How To Maintain Your Fitness

Maintaining your fitness is a challenge that requires both dedication and consistency.
And before we begin I want to make a quick shout out to The Pacific Clinic, who is a huge proponent of good fitness and good health!
Here are four tips to help you stay on track with your fitness goals.
1. Know your purpose
Why are you exercising? If there is no clear answer to that question, then the motivation will come and go without fail, making it difficult to maintain a regular routine. When things get tough, this lack of motivation can see you abandoning your fitness goals altogether.
Here are some examples of good reasons to exercise:
To lose weight (get healthier) To build muscle (to look better) To increase stamina (for sports or work) To reduce stress (relaxation) To improve flexibility (mobility) For fun/to meet people/with friends Only if needed Not at all
It’s important that your reason for exercising is something that really drives you. It should be personal and meaningful—something that you believe in. The further away your reason is from what you have just thought of, the more difficult it will be to stay motivated throughout your fitness journey.
If you want to look better , but all you care about is money, then that isn’t a good enough reason; no matter how much you try and convince yourself otherwise. Sooner or later, when things become tough (and they always do), you won’t be able to motivate yourself to keep exercising for that reason alone.
Be honest with yourself!

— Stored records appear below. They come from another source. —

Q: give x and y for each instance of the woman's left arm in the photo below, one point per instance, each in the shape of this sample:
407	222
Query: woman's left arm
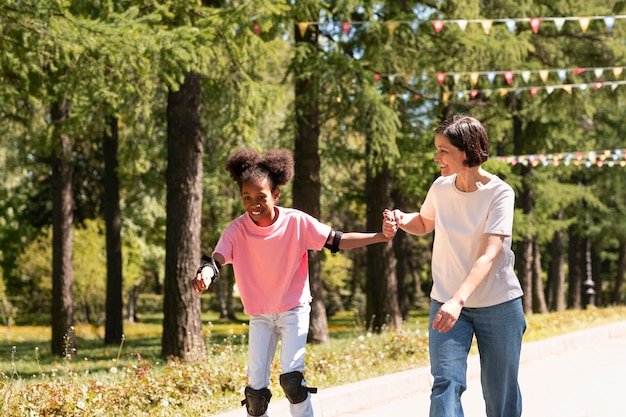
448	314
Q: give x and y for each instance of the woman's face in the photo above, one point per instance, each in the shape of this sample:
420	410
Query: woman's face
449	157
258	201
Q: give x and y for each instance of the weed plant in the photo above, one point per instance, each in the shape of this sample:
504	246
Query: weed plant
132	380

Only once you know why exactly it is that you are making the effort, can you make sure that this reason remains powerful enough to drive your motivation forward by itself . Try writing down your reasons—it helps make them seem more real and relevant.
2. Don’t get caught up in the “exercise trap”
When we go to the gym, we often focus on staying for a specific amount of time: 30 minutes of cardio, 50 minutes of weightlifting or 60 minutes on the treadmill. You may even think that this is what you need to do in order to see any results from your effort! However, if you just decide one day that you’re going to spend an hour at the gym and then suddenly feel sick half way through it—would all of your effort really have been wasted?
Think about it: while we acknowledge that we should eat many times throughout the day (six or more mini-meals), most people only make time for one or two trips to the gym each week. If you’re exercising specifically in order to lose weight, but all you do is go for one hour at the treadmill once a week—are you really going to see any results?
You should aim for consistency above anything else . Don’t get caught up in how long it takes or what activity you are doing. Consistency means simply making sure that you break a sweat regularly enough to change your body composition! A weekly commitment of 2 hours may seem more manageable than an hour every day, but how many people can honestly maintain that level of commitment consistently?